Under a SEP, you make the contributions to a traditional individual retirement arrangement (called a SEP-IRA) set up by or for each eligible employee. SEP-IRAs are owned and controlled by the employee, and you make contributions to the financial institution where the SEP-IRA is maintained. A SAR-SEP IRA is a SEP IRA with a salary reduction plan included. These are no longer permitted for newly established plans. Simple IRAs is the alternative to consider for an employer-sponsored IRA with an option for employee contributions. 

A Savings Incentive Match Plan for Employees (SIMPLE plan) is a written arrangement that provides you and your employees with a simplified way to make contributions for future retirement income. Under a SIMPLE plan, employees can choose to make salary reduction contributions to the plan rather than receiving these amounts as part of their regular pay. In addition, you will contribute matching or non-elective contributions.
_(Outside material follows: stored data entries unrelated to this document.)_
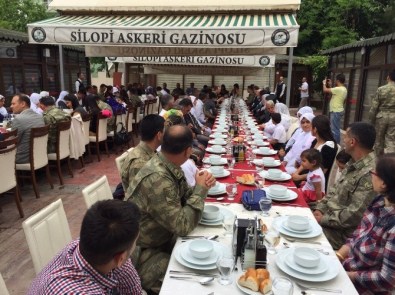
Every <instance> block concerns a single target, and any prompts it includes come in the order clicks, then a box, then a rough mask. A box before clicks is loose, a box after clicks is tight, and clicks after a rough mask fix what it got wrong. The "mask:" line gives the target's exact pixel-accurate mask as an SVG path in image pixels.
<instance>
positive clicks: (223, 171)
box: [207, 169, 230, 178]
mask: <svg viewBox="0 0 395 295" xmlns="http://www.w3.org/2000/svg"><path fill="white" fill-rule="evenodd" d="M207 171H209V172H210V173H211V174H212V175H213V176H214V177H215V178H223V177H228V176H229V175H230V171H229V170H226V169H224V171H223V173H221V174H214V173H213V172H212V171H211V169H207Z"/></svg>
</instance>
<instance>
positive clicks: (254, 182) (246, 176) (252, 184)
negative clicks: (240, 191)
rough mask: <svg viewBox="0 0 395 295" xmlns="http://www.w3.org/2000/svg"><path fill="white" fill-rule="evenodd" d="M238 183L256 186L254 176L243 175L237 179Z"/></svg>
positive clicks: (243, 174) (238, 177)
mask: <svg viewBox="0 0 395 295" xmlns="http://www.w3.org/2000/svg"><path fill="white" fill-rule="evenodd" d="M236 181H237V182H238V183H241V184H246V185H255V177H254V175H253V174H243V175H241V176H237V177H236Z"/></svg>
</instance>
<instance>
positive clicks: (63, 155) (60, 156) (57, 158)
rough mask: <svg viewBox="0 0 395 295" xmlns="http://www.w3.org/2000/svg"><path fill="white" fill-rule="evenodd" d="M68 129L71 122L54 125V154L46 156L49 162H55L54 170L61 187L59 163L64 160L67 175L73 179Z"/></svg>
mask: <svg viewBox="0 0 395 295" xmlns="http://www.w3.org/2000/svg"><path fill="white" fill-rule="evenodd" d="M70 128H71V121H65V122H59V123H57V124H56V129H57V130H56V152H55V153H50V154H48V160H49V161H56V168H57V172H58V176H59V182H60V185H63V184H64V183H63V176H62V169H61V168H62V167H61V166H60V161H61V160H64V159H66V160H67V166H68V169H69V174H70V176H71V177H74V175H73V171H72V169H71V163H70Z"/></svg>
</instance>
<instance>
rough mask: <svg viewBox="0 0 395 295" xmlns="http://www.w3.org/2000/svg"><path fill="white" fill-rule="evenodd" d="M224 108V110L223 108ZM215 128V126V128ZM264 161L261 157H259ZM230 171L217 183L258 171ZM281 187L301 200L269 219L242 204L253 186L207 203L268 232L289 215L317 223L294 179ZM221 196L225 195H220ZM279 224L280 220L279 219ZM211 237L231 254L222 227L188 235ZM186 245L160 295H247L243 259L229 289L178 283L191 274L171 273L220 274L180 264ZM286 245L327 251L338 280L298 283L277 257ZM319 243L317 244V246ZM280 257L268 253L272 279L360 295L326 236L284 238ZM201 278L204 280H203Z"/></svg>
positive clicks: (167, 278)
mask: <svg viewBox="0 0 395 295" xmlns="http://www.w3.org/2000/svg"><path fill="white" fill-rule="evenodd" d="M223 109H224V108H223ZM214 129H215V126H214ZM209 155H210V154H206V156H209ZM274 157H275V158H278V157H277V155H276V156H274ZM257 158H261V157H259V156H258V157H257ZM279 168H280V169H282V170H284V167H283V166H282V165H281V167H279ZM230 170H231V172H232V173H231V175H230V176H228V177H225V178H219V179H217V181H219V182H222V183H235V182H236V180H235V178H236V177H237V176H240V175H242V174H246V173H248V174H255V173H256V169H255V166H254V165H248V164H247V162H246V161H242V162H238V163H236V165H235V166H234V169H230ZM274 183H277V182H273V181H269V180H267V179H266V182H265V185H266V186H270V185H271V184H274ZM280 184H282V185H285V186H287V187H288V188H289V189H291V190H293V191H295V192H297V193H298V198H297V199H296V200H293V201H287V202H273V206H272V209H271V210H270V216H269V217H262V216H261V215H260V212H258V211H247V210H246V209H245V208H244V207H243V206H242V204H241V194H242V192H243V191H244V190H251V189H254V187H251V186H248V185H243V184H238V186H237V187H238V188H237V194H236V196H235V198H234V200H227V198H226V195H223V196H225V199H223V200H221V201H219V200H216V199H215V198H207V199H206V202H210V204H212V205H216V206H218V207H219V208H220V210H221V211H222V210H227V211H228V213H229V211H230V212H231V213H233V214H234V215H235V216H237V218H250V219H253V218H255V217H256V216H258V218H260V219H262V220H263V222H264V223H265V224H266V225H267V226H268V227H269V229H270V228H271V227H272V226H273V225H272V222H273V221H276V218H284V216H288V215H301V216H305V217H308V218H309V219H310V220H312V222H316V221H315V218H314V216H313V214H312V212H311V210H310V209H309V208H308V206H307V204H306V202H305V201H304V199H303V197H302V196H301V195H300V193H299V191H298V190H297V189H296V187H295V184H294V183H293V181H292V180H289V181H284V182H281V183H280ZM219 197H222V196H219ZM277 221H278V220H277ZM212 235H218V236H219V238H218V239H217V240H216V241H217V242H218V243H220V244H222V245H223V246H224V247H226V249H227V250H229V251H231V247H232V246H231V244H232V237H228V236H225V235H224V229H223V227H222V225H217V226H207V225H201V224H199V225H198V226H197V228H195V229H194V230H193V231H192V232H191V233H190V234H189V236H212ZM183 242H185V241H183V240H182V239H181V238H178V240H177V243H176V245H175V247H174V249H173V253H172V255H171V258H170V263H169V266H168V269H167V272H166V276H165V278H164V281H163V285H162V288H161V292H160V294H161V295H177V294H180V295H181V294H192V295H193V294H196V295H202V294H203V295H214V294H215V295H220V294H226V295H230V294H246V292H245V291H244V292H243V291H241V290H240V289H239V288H238V287H237V285H236V281H237V279H238V278H239V277H240V276H241V275H242V274H243V270H242V267H241V264H240V259H238V263H237V265H236V269H235V271H234V272H233V274H232V278H233V283H232V284H230V285H227V286H223V285H220V284H219V282H218V280H217V279H215V280H214V282H212V283H211V284H209V285H201V284H199V282H195V281H190V280H178V279H173V278H170V275H178V276H189V275H182V274H174V273H173V274H170V270H172V271H173V270H175V271H187V272H195V273H202V272H203V273H205V274H208V275H209V274H217V275H218V270H217V269H214V270H209V271H207V270H206V271H199V270H194V269H190V268H188V267H186V266H184V265H182V264H181V263H179V262H178V261H177V259H176V257H175V256H176V252H177V250H178V249H177V247H179V246H180V245H181V244H182V243H183ZM306 242H314V243H306ZM284 243H286V244H287V246H288V247H289V246H290V247H301V246H307V247H311V248H319V249H320V250H323V251H327V252H329V255H328V259H329V260H328V261H330V263H328V264H329V267H330V268H335V269H338V274H337V275H336V277H335V278H333V279H331V280H329V281H325V282H306V281H303V280H298V279H295V278H293V277H292V276H290V275H288V274H286V273H284V272H283V271H282V270H280V268H279V267H278V266H277V264H276V257H277V255H279V253H280V255H281V251H282V250H284V249H286V248H287V246H286V245H284ZM317 243H318V244H317ZM276 250H277V254H269V253H268V254H267V255H268V256H267V258H268V264H267V269H268V271H269V272H270V277H271V279H272V280H273V279H274V278H276V277H288V278H289V279H291V281H293V282H299V283H301V284H303V285H307V286H310V287H311V286H316V287H321V288H330V289H338V290H341V291H342V293H343V294H347V295H353V294H358V292H357V291H356V289H355V288H354V285H353V284H352V282H351V281H350V279H349V277H348V275H347V273H346V272H345V270H344V269H343V267H342V265H341V264H340V262H339V260H338V259H337V257H336V255H335V252H334V250H333V249H332V247H331V245H330V244H329V242H328V240H327V239H326V237H325V235H324V234H321V235H319V236H318V237H315V238H311V239H305V240H304V242H298V241H295V242H290V241H289V240H287V239H285V237H284V236H283V235H281V238H280V242H279V243H278V245H277V247H276ZM192 277H193V278H194V279H196V280H198V279H199V277H198V276H192ZM200 278H201V277H200ZM301 291H302V290H301V289H300V288H299V287H298V286H297V285H296V284H294V294H302V293H301ZM247 294H254V295H255V294H256V295H258V294H260V293H258V292H252V291H247ZM305 294H308V295H313V294H314V295H318V294H330V293H328V292H323V291H317V290H314V291H307V293H305Z"/></svg>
401(k) plans are among the most popular of employee benefits. 401(k) plans allow employees to save more and do so on a tax favorable basis. Often the employer matches contributions, helping the employee to save; matching also tends to increase employee retention and morale. 

401(k) plans are not private savings accounts. They do have limitations on how much can be invested and where the money can be invested. Also, the money can only be withdrawn without penalties under certain circumstances.